Anticipating Archbishop Tihagale, Métraux wrote:
Once when I asked a fervent Catholic whether he had finally finished with Voodoo, he replied that he would always be faithful to the Catholic Church but nothing could make him give up the worship of loa who had always protected his family.
The hunsi [assistant to a Voodoo priest] . . . saw nothing wrong in attending Mass after dancing all night for the loa. It takes a white man’s mentality to be shocked that a hungan or mambo [priest or priestess] can march beside a curé at the head of a procession without a trace of shame.
Numerical growth tells us nothing about the blurring of religious distinctions among African congregations or among clergy themselves. A priest might preach Christianity by day and, under cover of the communion of saints, visit an animist divine at night to consult his forefathers.
S.E. Bottox. Fall of Man (20th C.), Haiti. Collection of Manu Sassoomian, New York.
Animists live in an enchanted world. It is a gyre of spirits, genies, demons, and the ritual magic to appease, bridle, or steer them:
A wood cutter about to chop down a tree will give the trunk a few taps with the reverse of his axe, so as to warn the resident soul and give it time to get out. To be on the safe side, he will even recite a prayer and invoke the Holy Spirit.
Poets, romantics, and Third World fanciers smile on enchantment. Modernity’s flawed, sometimes illusory, attachment to rationality is never enough to conjure away the realities of living and dying in the shadow of the Cross. Now comes the next Christendom, with its bewitchments, charisma, and ecstasies Christ-tinted to soothe the uneasy.

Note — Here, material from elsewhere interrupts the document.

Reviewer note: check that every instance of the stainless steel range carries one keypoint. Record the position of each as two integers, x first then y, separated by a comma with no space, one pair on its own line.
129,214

What price for this emergent re-enchantment? Who can say? Or perhaps it has already been said and we have only to remember the words. Commenting on nostalgia for the ideals of pagan nature worship—to which ancestor worship is aligned—Chesterton wrote:
He washes at dawn in clear water as did the Wise Man of the Stoics, yet, somehow at the dark end of the day, he is bathing in hot bull’s blood, as did Julian the Apostate.